Incidents are best played as a team sport since, ideally, most of them should ideally be novel situations that we haven’t encountered before.

When a developer acknowledges an incident, they will start to triage it to understand what happened and why, what the resolution might be, etc. It’s rarely something that you can look up in a playbook and run through a sequence of commands to resolve. We used to have a “runbook” but most of those situations have now been engineered away so we don’t really encounter them now.

There’s nothing more frightening than receiving a 4am call, blurry-eyed, scrambling for your laptop, and then all on your own trying to decide how best to handle the backlog of jobs in the queue. Do you pause the process? Delete the enqueued jobs? Increase the concurrency? Yikes, no. You need some help.

It’s the general expectation that if you see an incident in-progress, you join it and offer to help. You never let your colleague handle the incident on their own as you continue to work on whatever you were doing—because nothing you could be working on is more important than helping out a teammate.

Since Day 1 we’ve announced all incidents in Slack immediately as soon as the alert is triggered, and then paged the on-call developer a minute or two later. This means that if the incident happens at 4am in New York, an EU developer working at 9am can spot the incident notification and acknowledge it, thereby saving their colleague from a very early morning wake-up call.
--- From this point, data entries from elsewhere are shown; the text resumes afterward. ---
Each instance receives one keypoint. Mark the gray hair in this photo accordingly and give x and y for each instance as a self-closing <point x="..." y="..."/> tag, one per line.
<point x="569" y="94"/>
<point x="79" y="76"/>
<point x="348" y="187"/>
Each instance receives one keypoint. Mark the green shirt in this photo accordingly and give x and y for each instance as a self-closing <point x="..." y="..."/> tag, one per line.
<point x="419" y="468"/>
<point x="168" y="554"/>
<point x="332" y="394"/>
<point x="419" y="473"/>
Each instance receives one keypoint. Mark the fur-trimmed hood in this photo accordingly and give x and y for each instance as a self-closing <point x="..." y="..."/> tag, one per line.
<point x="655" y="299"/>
It’s not only the on-call developer that can acknowledge the incidents.

This broadly works because Podia developers are spread across European and North American timezones, so we have pretty good coverage for 12-16 hours of the day during the week. But in cases when the developer is still left dealing with the incident on their own, they can page me (I’m CTO so I’m always on-call even when I’m not) or another developer on the team to help. We now even have a prompt in the incident channel after a short delay asking “Do you have everyone you need to resolve this incident?” and instructions for how to page someone else.
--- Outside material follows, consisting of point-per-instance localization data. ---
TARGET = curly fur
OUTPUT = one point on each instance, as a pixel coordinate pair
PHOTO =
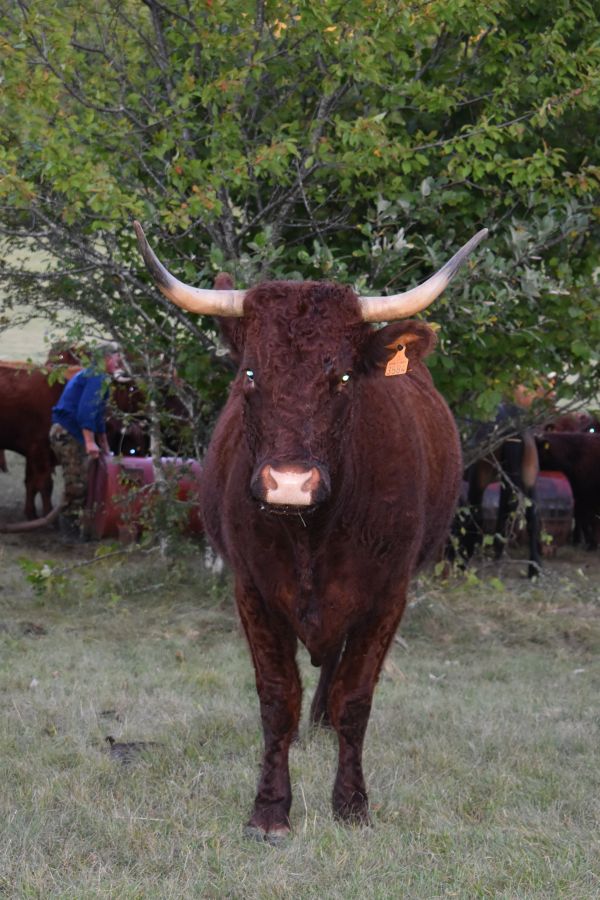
(335, 578)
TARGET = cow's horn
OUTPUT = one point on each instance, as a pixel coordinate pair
(400, 306)
(197, 300)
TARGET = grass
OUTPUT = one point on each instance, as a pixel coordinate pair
(481, 756)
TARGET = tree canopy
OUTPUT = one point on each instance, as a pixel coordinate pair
(361, 141)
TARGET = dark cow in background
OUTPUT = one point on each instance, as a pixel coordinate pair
(514, 463)
(580, 422)
(332, 475)
(577, 455)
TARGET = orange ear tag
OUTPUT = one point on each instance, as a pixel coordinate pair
(398, 364)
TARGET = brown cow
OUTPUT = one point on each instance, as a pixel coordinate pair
(26, 401)
(326, 485)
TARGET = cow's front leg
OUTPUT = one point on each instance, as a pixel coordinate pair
(350, 700)
(273, 648)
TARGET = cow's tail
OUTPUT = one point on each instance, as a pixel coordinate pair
(33, 524)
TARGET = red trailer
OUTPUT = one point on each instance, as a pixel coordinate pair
(554, 503)
(121, 493)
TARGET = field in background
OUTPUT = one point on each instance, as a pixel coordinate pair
(482, 756)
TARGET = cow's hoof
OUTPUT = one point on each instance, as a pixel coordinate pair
(276, 837)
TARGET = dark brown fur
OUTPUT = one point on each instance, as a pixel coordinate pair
(335, 578)
(577, 455)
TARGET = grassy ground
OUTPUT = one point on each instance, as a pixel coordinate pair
(481, 756)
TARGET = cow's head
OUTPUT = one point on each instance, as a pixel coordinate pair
(303, 350)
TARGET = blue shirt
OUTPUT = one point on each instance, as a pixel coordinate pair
(82, 404)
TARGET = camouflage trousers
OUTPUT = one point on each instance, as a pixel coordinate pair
(71, 455)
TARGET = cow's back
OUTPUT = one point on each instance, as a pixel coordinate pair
(26, 401)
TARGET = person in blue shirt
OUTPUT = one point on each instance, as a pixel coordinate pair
(78, 431)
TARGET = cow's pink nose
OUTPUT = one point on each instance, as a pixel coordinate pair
(287, 484)
(290, 486)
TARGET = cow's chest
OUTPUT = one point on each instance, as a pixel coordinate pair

I don’t like incidents; they’re stressful for the team and each one impacts our users. But they are also a special bonding moment for us as a team. There’s a great camaraderie that comes from working together under a (hopefully!) brief stressful situation, solving a puzzle together, and remediating the problem. A little bit of adrenaline is good for the soul! There’s also a counter-intuitive argument that you can’t get good at something that only happens occasionally. We need incidents (😅) so that we can collectively learn how our systems function and how to respond to them when they fail.
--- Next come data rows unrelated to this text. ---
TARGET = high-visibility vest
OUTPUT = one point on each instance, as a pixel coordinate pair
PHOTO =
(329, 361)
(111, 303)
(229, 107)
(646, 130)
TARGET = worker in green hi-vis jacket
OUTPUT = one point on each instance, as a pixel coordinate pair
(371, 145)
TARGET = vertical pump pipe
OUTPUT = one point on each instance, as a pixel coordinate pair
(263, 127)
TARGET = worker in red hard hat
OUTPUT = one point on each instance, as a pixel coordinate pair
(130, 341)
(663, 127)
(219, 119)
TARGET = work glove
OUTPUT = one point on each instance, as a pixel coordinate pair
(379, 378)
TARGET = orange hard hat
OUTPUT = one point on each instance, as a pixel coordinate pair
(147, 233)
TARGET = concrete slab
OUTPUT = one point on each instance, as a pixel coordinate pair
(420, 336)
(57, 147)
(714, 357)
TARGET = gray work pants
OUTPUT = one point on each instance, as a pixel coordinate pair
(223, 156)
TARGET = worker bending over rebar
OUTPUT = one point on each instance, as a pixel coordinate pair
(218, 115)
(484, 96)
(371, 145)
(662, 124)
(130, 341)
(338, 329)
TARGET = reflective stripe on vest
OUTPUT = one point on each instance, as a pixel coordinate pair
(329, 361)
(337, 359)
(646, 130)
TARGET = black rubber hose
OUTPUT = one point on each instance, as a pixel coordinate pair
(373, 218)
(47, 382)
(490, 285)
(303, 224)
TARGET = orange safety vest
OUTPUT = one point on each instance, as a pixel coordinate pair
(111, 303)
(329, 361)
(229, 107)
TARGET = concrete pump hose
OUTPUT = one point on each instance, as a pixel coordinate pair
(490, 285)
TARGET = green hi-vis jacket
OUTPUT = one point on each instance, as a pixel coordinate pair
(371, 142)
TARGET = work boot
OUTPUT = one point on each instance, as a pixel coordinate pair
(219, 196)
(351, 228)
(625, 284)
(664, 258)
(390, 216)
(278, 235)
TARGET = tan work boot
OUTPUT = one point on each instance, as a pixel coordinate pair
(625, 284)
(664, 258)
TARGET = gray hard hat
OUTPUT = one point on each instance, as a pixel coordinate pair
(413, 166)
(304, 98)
Being on-call also has other ways we can demonstrate teamwork and strengthen relationships, particularly important on a remote team. Shift swapping is common and encouraged; being flexible is another way of limiting the impact to each of our lives, and another opportunity to say “I got you”. When someone joins the team, they’re not on-call for the first month. If people are up handling an incident overnight then I’ll take over the rest of their shift and tell them to take the morning off. When someone has a baby, we take them off the on-call rota for a few months. When someone leaves the team, I typically take over that person’s shifts for a while so the team doesn’t have to absorb the impact straight away. All small gestures of teamwork.

All in all, having an on-call rota is one of the few ways we can work together as a whole team rather than working on projects in pairs.

On-call, over time

Our on-call process was introduced a good few years ago now and it has largely remained unchanged. It’s still a 24-hour rota, only three things can wake us up, and we treat it as a whole-team responsibility. Some things have changed though.

Team size

When we started out, I think there was only 4, maybe 5, of us on the rota. At our largest, there was been 12 people on team, which led to a very relaxed on-call frequency. If anything, that was verging on being too infrequent and had the team scaled to >15 developers, I think I would have introduced a two-layer on-call system so there would always be a primary and secondary developer on-call.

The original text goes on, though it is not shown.